Questionada no STF, essa lei foi alvo de um acordo assinado entre a Advocacia Geral da União (AGU), estados e Congresso Nacional no fim de 2022, portanto, com as pastas oficialmente sob comando de Bolsonaro – o ex-presidente deixou o país após a derrota nas urnas em novembro.

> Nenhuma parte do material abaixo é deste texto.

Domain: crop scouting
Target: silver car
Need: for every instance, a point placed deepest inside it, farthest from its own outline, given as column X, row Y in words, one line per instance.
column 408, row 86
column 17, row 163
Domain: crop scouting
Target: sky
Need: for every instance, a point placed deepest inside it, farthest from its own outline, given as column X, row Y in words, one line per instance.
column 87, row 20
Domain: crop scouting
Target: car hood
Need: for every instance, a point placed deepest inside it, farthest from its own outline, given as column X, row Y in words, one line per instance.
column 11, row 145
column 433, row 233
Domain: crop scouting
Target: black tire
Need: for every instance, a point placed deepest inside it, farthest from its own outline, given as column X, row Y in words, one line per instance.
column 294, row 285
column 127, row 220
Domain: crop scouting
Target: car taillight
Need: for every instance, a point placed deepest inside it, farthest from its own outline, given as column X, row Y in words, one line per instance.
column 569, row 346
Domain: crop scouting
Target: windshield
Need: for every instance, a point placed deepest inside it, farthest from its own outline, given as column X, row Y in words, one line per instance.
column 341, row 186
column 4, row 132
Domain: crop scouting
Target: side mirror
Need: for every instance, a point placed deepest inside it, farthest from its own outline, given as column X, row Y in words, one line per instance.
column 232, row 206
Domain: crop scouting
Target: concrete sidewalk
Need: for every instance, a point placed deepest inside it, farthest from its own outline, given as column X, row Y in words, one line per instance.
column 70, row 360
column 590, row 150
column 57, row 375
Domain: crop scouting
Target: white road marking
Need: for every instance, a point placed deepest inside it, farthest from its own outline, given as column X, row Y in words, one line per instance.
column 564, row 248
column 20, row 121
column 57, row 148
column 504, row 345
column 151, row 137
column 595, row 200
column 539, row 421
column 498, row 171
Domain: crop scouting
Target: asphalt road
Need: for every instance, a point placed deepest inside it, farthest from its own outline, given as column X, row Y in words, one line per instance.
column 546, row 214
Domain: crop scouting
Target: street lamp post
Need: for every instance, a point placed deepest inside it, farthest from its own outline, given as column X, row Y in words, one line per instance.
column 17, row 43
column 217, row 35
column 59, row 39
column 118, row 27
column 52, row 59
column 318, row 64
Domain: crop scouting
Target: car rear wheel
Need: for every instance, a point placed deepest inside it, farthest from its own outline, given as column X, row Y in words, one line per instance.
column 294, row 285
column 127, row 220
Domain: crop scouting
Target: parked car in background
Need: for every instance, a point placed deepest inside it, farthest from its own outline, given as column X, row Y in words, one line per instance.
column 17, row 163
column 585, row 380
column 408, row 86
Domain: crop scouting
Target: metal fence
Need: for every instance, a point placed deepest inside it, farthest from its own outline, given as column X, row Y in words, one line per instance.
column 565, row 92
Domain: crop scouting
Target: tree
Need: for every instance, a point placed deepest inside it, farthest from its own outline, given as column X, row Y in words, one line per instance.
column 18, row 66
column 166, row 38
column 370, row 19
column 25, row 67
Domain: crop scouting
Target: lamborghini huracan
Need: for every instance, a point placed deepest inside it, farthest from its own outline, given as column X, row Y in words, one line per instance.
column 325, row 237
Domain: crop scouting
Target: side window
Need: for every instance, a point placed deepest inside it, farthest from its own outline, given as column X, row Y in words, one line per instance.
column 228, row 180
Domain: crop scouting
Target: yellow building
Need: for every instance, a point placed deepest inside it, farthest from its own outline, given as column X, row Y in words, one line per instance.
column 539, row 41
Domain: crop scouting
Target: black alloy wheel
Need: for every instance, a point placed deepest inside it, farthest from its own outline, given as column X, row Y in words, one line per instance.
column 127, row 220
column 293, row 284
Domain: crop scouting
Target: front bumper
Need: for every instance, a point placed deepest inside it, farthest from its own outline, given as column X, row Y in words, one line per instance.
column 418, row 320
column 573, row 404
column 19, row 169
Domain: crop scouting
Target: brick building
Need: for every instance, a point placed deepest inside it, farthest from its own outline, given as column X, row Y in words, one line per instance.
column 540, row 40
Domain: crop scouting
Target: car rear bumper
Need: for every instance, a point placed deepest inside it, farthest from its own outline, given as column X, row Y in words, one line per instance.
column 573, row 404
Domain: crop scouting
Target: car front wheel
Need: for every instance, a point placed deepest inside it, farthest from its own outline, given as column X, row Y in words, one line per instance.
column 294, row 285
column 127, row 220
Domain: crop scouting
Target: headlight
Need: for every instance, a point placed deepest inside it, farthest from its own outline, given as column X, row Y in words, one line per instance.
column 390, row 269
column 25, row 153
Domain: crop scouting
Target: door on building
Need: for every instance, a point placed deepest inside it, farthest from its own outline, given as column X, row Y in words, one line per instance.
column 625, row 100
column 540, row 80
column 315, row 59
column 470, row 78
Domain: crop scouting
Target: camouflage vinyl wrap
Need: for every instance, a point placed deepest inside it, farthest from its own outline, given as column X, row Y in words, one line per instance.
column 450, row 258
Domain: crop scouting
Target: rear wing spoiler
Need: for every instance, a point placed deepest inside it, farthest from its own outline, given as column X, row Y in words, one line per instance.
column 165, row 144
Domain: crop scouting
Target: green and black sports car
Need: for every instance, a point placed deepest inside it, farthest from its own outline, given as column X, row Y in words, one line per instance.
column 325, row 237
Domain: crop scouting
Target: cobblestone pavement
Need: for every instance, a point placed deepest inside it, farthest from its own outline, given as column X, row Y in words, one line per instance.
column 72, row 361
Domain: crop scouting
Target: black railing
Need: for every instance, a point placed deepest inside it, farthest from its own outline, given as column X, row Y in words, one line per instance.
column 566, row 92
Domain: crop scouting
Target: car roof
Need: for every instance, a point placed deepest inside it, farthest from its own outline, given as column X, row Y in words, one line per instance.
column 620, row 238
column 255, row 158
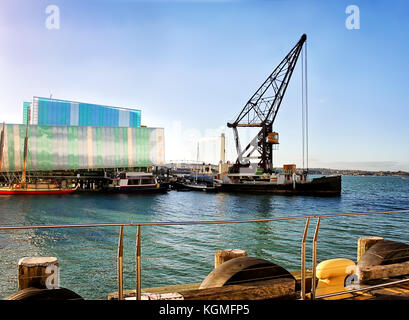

Esse acordo prevê que em 120 dias, portanto no fim de abril, sejam feitas novas propostas para revisão da tributação dos combustíveis e da energia. Diversos especialistas, até mesmo indicados pela União ao STF, concordaram que as medidas abusaram do poder do Congresso Nacional em legislar sobre o ICMS.
Quase tudo se perdeu
Bolsonaro vetou uma obrigação da União de ressarcir os estados pela perda de arrecadação e, em seguida, sua base derrubou o veto no Congresso Nacional.
A carga tributária do GLP e do diesel subiu nos estados; uma parte da desoneração da energia elétrica foi derrubada pelo STF – também previsto no acordo de 2022 – e segue em uma discussão paralela no Superior Tribunal de Justiça (STJ).
O ministério da Fazenda, de Fernando Haddad, negocia com os estados o tamanho do acerto, quais são os critérios para se chegar a um acordo de recomposição das perdas, enquanto seu secretário especial Bernard Appy negocia a reforma tributária na Câmara dos Deputados.